Article Abstract

Sleep apnea and risk of traumatic brain injury and associated mortality and healthcare costs: a population-based cohort study

Authors: Shih-Yi Lin, Weishan Chen, Tomor Harnod, Cheng-Li Lin, Wu-Huei Hsu, Cheng-Chieh Lin, Yun-Lun Chang, I-Kuan Wang, Chia-Hung Kao

Abstract

Background: The objective of this study was aimed to investigate whether sleep apnea patients had a higher risk of traumatic brain injury.
Methods: Data were collected from the Taiwan Longitudinal Health Insurance Database during the period of 2000–2012. The study cohort comprised 6,456 patients aged ≥20 years with a first diagnosis of sleep apnea. The primary outcome was the incidence of traumatic brain injury.
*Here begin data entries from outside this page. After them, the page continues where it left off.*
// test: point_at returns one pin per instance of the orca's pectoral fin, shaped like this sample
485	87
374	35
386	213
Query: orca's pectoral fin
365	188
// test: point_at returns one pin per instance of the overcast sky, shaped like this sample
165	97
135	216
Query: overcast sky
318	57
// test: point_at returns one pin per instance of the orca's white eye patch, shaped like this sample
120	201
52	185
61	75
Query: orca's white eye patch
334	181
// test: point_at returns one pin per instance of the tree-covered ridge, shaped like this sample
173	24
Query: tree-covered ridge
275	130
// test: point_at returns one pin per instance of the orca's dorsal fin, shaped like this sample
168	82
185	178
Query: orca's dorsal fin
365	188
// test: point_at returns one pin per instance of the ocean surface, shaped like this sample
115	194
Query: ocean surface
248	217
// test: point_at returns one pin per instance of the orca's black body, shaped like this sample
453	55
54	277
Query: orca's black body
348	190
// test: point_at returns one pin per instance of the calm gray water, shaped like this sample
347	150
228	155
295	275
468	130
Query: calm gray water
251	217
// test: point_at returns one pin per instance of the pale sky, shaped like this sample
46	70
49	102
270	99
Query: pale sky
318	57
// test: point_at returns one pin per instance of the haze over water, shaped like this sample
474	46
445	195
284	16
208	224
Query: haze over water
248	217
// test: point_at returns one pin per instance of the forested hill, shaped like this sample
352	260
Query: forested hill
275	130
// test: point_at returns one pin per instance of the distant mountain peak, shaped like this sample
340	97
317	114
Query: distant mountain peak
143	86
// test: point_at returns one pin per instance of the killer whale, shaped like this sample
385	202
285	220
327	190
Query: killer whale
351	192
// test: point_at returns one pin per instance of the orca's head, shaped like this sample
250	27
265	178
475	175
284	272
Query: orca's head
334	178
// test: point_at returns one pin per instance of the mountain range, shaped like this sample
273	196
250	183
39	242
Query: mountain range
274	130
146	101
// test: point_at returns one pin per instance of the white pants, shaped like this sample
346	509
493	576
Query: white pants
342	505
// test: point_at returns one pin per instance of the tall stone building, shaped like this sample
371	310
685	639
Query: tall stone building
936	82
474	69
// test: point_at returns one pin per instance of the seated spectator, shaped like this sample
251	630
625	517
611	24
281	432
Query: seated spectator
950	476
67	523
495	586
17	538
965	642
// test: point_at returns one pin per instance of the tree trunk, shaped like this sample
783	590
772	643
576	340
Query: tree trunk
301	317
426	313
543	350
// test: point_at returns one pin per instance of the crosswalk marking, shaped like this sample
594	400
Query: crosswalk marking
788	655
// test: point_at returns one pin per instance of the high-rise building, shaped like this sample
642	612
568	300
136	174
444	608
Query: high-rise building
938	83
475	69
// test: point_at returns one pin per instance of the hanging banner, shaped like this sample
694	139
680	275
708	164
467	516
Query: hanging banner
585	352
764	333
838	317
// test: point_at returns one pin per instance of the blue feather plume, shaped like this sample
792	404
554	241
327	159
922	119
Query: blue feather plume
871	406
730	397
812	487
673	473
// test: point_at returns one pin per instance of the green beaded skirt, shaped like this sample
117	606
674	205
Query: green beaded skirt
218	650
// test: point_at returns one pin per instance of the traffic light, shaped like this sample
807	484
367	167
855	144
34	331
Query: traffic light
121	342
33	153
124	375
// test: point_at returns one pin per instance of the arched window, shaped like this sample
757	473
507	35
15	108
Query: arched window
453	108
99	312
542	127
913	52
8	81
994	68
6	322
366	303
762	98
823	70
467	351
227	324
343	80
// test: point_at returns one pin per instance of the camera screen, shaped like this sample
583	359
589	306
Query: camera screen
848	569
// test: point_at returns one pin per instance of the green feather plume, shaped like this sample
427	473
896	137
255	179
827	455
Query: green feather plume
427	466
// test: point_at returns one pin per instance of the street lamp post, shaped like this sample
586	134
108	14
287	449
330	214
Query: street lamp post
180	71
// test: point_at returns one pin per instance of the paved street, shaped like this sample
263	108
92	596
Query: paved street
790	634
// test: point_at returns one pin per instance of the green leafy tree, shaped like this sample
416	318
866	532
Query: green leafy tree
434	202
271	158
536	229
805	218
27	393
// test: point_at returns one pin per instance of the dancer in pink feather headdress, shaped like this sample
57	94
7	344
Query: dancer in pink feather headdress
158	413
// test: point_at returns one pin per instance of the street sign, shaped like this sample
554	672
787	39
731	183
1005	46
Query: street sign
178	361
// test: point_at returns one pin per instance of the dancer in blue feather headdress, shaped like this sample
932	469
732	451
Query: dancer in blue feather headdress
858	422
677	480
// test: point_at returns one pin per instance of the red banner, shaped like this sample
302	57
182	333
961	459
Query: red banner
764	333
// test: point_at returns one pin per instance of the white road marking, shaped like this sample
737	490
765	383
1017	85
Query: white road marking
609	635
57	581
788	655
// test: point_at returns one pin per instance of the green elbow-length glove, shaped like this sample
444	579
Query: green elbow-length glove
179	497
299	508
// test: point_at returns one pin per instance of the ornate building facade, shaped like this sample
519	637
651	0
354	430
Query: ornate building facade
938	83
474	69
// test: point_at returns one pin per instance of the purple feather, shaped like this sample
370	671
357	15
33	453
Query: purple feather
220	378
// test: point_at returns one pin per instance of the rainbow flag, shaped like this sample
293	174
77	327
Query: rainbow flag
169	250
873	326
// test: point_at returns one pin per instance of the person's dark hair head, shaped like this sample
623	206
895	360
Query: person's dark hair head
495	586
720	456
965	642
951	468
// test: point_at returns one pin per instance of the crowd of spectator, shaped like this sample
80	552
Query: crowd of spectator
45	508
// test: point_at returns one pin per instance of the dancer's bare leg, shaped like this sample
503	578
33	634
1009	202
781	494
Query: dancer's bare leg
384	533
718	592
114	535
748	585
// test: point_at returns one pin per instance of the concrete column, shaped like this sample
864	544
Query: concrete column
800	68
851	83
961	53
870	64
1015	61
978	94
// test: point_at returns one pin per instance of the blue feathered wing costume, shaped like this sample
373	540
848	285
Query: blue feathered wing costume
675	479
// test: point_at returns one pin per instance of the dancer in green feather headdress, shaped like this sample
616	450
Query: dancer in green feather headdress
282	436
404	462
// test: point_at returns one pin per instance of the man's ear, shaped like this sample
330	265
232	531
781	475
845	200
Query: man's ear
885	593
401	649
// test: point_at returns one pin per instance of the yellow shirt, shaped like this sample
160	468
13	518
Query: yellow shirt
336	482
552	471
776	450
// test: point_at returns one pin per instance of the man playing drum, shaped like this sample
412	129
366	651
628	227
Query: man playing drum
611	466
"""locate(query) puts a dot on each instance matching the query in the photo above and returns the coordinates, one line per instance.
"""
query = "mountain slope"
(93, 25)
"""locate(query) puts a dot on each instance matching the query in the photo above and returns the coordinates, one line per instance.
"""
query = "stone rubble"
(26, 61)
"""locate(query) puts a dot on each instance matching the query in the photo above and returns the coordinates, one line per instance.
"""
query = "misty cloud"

Kaplan-Meier survival analysis and Cox proportional-hazards modeling were used.
Results: After adjustments for associated comorbidities and hypnotic medications, sleep apnea patients were associated with a 1.19-fold higher risk of traumatic brain injury (95% CI, 1.07–1.33) compared with patients without sleep apnea. Sleep apnea patients who took benzodiazepine (BZD) had a 1.30-fold increased risk of traumatic brain injury compared with patients without sleep apnea (95% CI, 1.14–1.49). However, this risk was not statistically significant, with a 1.03-fold risk of traumatic brain injury in sleep apnea patients without BZD use (95% CI, 0.84–1.25) compared with patients without sleep apnea. Compared with patients without sleep apnea, the risk of traumatic brain injury in sleep apnea patients aged 65–79 years old was higher (adjusted hazard ratio, 1.36; 95% CI, 1.06–1.74).
Conclusion: Sleep apnea patients, regardless of hypnotic use, had a higher risk of traumatic brain injury compared with patients without sleep apnea.